Ce n'est pas une invention, c'est un fait réel, sur lequel ceux qui le désirent peuvent se renseigner auprès des pensionnaires du Schweizerhof, en consultant les journaux pour savoir quels étrangers s'y trouvaient le 7 juillet.
Voilà un événement que les historiens de notre temps doivent graver dans le marbre, inscrire en lettres de feu. C'est un événement plus significatif, plus sérieux, et qui a un sens plus profond que les faits relevés dans les journaux et les livres d'histoire. Que les Anglais aient tués mille Chinois parce que les Chinois n'achetaient rien pour de l'argent, tandis que leur pays engloutissait de la monnaie sonnante et trébuchante, que les Français aient tué encore mille Kabyles parce que le blé poussait bien en Afrique et qu'une guerre permanente était utile pour l'entraînement des armées, que l'ambassadeur de Turquie à Naples ne puisse pas être un Juif et que l'empereur Napoléon se promène à pied à Plombières et assure son peuple par voie de presse qu'il ne règne que par la volonté du peuple entier, — tout cela, ce sont des mots qui dissimulent ou révèlent ce que l'on sait depuis longtemps ; mais l'événement qui s'est produit à Lucerne le 7 juillet me paraît absolument nouveau, étrange, et ne concerne pas les vices permanents de la nature humaine, mais une certaine époque du développement de la société. C'est un fait qui n'appartient pas à l'histoire des actions humaines, mais à celle du progrès et de la civilisation.
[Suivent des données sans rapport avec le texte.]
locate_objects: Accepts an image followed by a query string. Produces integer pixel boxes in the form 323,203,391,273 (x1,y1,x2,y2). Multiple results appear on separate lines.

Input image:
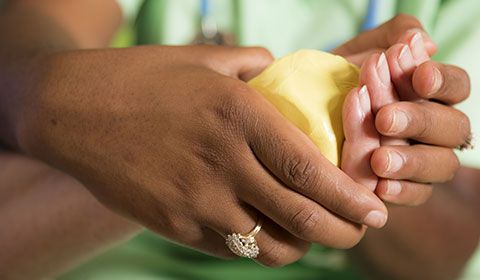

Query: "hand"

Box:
18,46,386,266
339,16,470,205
Pourquoi ce fait inhumain, impossible dans un village, qu'il soit allemand, français ou italien, est-il possible ici, où la civilisation, la liberté et l'égalité sont portés au pinacle, où se rassemblent des voyageurs appartenant à ce qu'il y a de plus civilisé dans les nations les plus civilisées ? Pourquoi ces gens cultivés, humains, capables en général de n'importe quelle action témoignant d'honnêteté et d'humanité, n'ont-ils pas assez de cœur pour accomplir individuellement une bonne action ?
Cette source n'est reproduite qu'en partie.